According to Smalley, Jennifer Lynn Powassin, of Windigo Island
(located on the Canadian side of Lake of the Woods), was boating
alone in the area of Flag Island and Oak Island. Her boat was a
16-footer with a 40-hp motor. It’s unknown how she fell or was
ejected from the boat, but her body was found floating face-down by
other boaters at about 8:30 a.m.

The water that morning was described as “choppy” (between 6-inch
and 2-foot waves).

Smalley said boating law enforcement hasn’t necessarily been
stepped up this year; for the second year in a row, the nationwide
“Operation Dry Water” took place, focused on boating while
intoxicated.
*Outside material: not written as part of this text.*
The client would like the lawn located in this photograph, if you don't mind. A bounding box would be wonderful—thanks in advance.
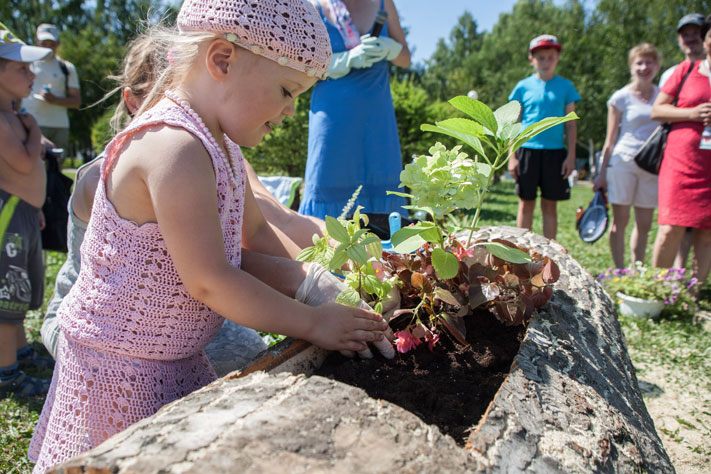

A weekend storm might have kept some boaters off lakes
and rivers that weekend, he said.

There’s also been an increase in enforcement activities directed
at invasive aquatic species since a new law took effect in July.
Heightened DNR conservation officer presence at boat accesses might
be to some degree curbing illegal and dangerous activity, Smalley
added.

DNR officials also are quick to point out increased use of life
jackets by youth in boats. Twenty-five years ago, about 47 percent
of kids under age 10 were wearing life jackets, Smalley says. Now,
due largely to a state law that mandates their use for that age
category, usage has jumped to 96 percent.

There’s also the DNR/Dairy Queen partnership – the PFD Panda
Award – that includes a certificate for a free ice-cream cone or
cheeseburger at participating DQs for kids wearing life
jackets.

According to a DNR press release, DNR conservation officers have
been called over to family boats by children so they can earn a
life jacket award.

“It makes for a nice, positive contact (for COs),” Smalley
said.

According to Smalley, boating – and associated accidents –
usually tapers off in August. However, anglers continue to hit the
water until freeze-up, as do fall duck hunters in the state.